Montevideo. A las 10.00 horas comenzó la subasta de la segunda terminal de contenedores del puerto de la capital uruguaya en la Bolsa de Valores de Montevideo. Cinco minutos más tarde, sin ningún oferente interesado, la subasta fue declarada desierta.

Al final de la licitación, el presidente de la Administración Nacional de Puertos (ANP), Gastón Silbermann, dijo que el gobierno no ve como un “fracaso” que no existieran ofertas y agregó que este es el “primer paso” para lograr la segunda terminal de contenedores.

"El gobierno y la ANP sigue con la firme intención de tener una nueva terminal de contenedores. Había interesados desde hace dos años atrás y teníamos la información de que había algunos actualmente”, indicó.

Silberman indicó que el gobierno no podía anticipar un escenario como éste, dado que los oferentes “estaban amparados en un acuerdo de confidencialidad”, aunque era “una de las alternativas”.

Sin embargo, este jueves el vicepresidente de la ANP, Santiago Sotuyo, confesó a Observa que “siendo realistas es posible que no se presente nadie”.

“No descartamos que no se presente nadie (a la subasta), siendo realistas es posible que no se presente nadie. Yo no veo que los oferentes se estén pegando codazos para entrar a la Bolsa (de Valores)”, declaró.

Revisión. En cuanto al análisis que realizará el gobierno, Silbermann indicó que se someterá a revisión las exigencias del llamado, aunque sostuvo que las condiciones que se fijaron fueron las que se consideraron ideales.

El jerarca agregó que esta situación también es consecuencia de la crisis económica registrada en 2009. “Arrastramos los efectos de la crisis y el escenario no es el mismo que dos años atrás por eso realizaremos una revisión de la situación”, dijo.

La base de la oferta por la terminal era de US$1.200.000. Entre el público presente se encontraba el gerente general de Montecon, Juan Carlos Olascoaga, quien dijo en la Bolsa de Valores que “el mercado fue el que habló”. La empresa Montecon opera en el puerto.

Aunque indicó que su empresa está interesada en la segunda terminal de contenedores, el empresario precisó que en estas condiciones el negocio no les resulta atractivo. “Lo que quedo claro es que se debe realizar una revisión para hacerlo viable”, dijo.

Olascoaga agregó que las empresas no “especularon” para lograr modificar las bases de la misma en un segundo llamado. “Ninguna empresa especuló. Hablo por Montecon y tal como está planteado el negocio no nos cuadraba. La señal es clara. El proyecto merece unos retoques”, concluyó.

En cuanto a un posible segundo llamado, Silberman indicó que “no dan los plazos” para realizar la convocatoria antes del primero de junio. “Si hubiera alguna intención habría que hacer algunas modificaciones, revisar la reglamentación interna, el decreto reglamentario y los tiempos ya no dan”, afirmó.

Concilación. En tanto, Terminal Cuenca del Plata (TCP), que administra el primer terminal, anunció que “reflexionará y analizará” lo acontecido para luego definir “los pasos a seguir”.

La empresa activó los mecanismos legales para iniciar un arbitraje contra el Estado, luego de que el 31 de julio de 2009 se votó la ley para subastar la segunda terminal.

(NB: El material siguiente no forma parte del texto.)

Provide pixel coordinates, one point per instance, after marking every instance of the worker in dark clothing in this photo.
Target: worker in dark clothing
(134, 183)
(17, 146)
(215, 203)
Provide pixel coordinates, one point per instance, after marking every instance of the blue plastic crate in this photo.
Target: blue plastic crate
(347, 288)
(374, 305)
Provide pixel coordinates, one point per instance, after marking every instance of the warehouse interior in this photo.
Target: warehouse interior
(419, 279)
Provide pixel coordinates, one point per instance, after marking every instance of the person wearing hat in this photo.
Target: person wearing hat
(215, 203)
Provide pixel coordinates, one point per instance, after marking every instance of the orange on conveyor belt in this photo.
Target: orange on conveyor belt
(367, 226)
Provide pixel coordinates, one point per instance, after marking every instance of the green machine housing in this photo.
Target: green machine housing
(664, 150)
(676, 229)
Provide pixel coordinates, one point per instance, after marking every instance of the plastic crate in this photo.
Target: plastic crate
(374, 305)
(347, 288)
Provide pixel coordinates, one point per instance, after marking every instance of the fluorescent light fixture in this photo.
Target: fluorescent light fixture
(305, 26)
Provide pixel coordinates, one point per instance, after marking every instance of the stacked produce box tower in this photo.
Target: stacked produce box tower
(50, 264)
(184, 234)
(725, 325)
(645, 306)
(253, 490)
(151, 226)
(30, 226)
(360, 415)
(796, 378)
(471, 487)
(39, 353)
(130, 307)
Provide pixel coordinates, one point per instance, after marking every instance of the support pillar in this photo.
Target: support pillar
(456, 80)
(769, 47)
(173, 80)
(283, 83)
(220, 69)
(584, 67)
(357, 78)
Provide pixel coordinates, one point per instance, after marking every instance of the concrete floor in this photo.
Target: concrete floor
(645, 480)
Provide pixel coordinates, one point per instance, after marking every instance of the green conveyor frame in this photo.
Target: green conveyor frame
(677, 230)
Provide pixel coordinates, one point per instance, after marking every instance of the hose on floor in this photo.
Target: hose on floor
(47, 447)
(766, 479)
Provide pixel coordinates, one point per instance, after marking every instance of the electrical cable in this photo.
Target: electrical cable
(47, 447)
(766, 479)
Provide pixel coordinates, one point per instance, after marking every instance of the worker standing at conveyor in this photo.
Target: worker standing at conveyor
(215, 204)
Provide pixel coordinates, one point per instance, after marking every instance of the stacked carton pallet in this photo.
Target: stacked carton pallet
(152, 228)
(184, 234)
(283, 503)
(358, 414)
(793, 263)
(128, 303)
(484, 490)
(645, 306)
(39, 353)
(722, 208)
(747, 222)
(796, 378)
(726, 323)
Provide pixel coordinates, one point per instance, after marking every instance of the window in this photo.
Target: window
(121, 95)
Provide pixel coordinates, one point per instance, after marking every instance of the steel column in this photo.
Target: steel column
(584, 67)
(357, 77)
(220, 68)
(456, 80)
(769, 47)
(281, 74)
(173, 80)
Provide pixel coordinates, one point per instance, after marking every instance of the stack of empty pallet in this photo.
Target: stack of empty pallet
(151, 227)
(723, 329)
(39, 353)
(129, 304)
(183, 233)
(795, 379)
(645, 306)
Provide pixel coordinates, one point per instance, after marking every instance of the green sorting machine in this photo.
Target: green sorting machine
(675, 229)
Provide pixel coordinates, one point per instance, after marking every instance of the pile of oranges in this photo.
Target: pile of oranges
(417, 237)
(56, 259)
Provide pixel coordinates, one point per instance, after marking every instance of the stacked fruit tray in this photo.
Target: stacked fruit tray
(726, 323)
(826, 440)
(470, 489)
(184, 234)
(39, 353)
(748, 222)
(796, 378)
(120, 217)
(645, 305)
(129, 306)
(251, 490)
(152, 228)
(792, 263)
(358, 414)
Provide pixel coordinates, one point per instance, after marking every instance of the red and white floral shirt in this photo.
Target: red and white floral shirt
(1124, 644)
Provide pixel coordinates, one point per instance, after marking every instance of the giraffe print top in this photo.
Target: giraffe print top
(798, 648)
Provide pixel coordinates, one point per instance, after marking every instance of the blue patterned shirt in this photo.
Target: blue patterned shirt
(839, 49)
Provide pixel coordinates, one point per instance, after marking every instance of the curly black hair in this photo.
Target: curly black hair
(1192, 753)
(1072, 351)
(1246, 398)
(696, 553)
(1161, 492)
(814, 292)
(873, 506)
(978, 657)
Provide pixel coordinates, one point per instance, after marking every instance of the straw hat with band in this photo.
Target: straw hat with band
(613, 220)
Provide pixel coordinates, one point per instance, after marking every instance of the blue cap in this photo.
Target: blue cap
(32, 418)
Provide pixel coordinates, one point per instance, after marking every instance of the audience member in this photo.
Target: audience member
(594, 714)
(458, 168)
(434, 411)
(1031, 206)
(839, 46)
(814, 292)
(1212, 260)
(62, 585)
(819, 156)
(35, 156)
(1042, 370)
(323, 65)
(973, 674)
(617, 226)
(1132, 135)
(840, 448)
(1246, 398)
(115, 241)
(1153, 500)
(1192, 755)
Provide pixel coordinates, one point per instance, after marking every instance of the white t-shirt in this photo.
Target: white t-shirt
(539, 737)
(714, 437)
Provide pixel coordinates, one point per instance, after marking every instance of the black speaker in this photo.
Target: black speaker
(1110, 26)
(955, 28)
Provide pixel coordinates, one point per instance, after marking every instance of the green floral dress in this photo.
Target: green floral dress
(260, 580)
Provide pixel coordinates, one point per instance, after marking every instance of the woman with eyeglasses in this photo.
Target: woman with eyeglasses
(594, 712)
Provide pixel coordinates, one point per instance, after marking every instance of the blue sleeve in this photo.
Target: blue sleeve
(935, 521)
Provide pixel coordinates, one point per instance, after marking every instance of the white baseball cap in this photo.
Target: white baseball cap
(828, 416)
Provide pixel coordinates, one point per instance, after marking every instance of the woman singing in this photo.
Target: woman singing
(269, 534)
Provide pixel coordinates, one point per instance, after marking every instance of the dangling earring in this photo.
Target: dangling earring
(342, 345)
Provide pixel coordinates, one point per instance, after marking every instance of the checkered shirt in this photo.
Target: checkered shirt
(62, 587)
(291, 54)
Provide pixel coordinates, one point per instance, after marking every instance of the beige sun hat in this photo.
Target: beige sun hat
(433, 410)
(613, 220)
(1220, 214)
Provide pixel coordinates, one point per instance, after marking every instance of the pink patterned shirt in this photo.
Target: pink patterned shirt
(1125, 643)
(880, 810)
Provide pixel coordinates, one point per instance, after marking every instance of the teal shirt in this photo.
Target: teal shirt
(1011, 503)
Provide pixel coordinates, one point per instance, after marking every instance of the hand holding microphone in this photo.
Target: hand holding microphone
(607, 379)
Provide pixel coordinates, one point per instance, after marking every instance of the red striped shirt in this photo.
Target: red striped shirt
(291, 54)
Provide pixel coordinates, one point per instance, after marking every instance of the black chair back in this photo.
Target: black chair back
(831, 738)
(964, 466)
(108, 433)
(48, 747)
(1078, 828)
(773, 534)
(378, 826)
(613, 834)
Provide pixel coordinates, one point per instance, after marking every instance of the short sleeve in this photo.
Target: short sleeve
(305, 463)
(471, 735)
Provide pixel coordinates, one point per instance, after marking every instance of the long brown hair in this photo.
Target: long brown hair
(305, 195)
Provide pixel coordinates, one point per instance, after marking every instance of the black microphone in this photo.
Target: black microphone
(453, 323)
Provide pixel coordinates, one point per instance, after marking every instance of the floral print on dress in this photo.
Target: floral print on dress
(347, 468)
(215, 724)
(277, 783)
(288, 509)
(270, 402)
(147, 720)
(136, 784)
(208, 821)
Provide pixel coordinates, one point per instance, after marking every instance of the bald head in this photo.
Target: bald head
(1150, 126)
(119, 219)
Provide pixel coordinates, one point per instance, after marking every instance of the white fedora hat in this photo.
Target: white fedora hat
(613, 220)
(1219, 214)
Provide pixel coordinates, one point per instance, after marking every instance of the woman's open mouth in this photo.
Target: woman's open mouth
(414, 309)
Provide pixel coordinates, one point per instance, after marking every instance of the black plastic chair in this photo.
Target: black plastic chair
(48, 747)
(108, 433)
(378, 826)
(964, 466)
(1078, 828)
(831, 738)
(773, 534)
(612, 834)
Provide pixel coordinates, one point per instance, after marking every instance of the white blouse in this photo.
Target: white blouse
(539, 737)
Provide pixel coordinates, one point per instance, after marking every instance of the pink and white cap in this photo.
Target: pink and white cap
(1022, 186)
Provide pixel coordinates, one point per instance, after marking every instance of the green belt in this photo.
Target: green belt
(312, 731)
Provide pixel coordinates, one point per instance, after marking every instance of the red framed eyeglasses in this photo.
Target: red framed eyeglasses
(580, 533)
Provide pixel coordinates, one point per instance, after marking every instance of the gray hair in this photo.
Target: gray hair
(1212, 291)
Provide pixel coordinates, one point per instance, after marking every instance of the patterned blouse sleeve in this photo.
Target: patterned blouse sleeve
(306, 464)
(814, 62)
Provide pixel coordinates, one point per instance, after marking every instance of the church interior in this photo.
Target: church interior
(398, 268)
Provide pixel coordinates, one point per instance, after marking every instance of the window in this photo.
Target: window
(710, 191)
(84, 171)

TCP está conformada por la belga Katoen Natie en sociedad con la Asociación Nacional de Puertos, luego de que en 2001 la europea ganara la licitación de la playa de contenedores.

Antes de la subasta, Katoen Natie entendía que la nueva terminal lo perjudica, alegando que el gobierno desconoce el contrato original y que se viola el tratado de inversiones entre Uruguay y Bélgica.

En tanto, el presidente de la firma belga, Joris Thys, manifestó su voluntad de alcanzar una conciliación con el gobierno.

Desde Bélgica, Thys reiteró a radio Uruguay que no es conveniente que existan dos terminales de contenedores en el puerto de Montevideo, al menos por 15 años.

“Hemos equipado la terminal de Montevideo como una de las más productivas y atractivas para la región. No es lugar para dos tipos de esas terminales al menos por 15 años más”, opinó el belga.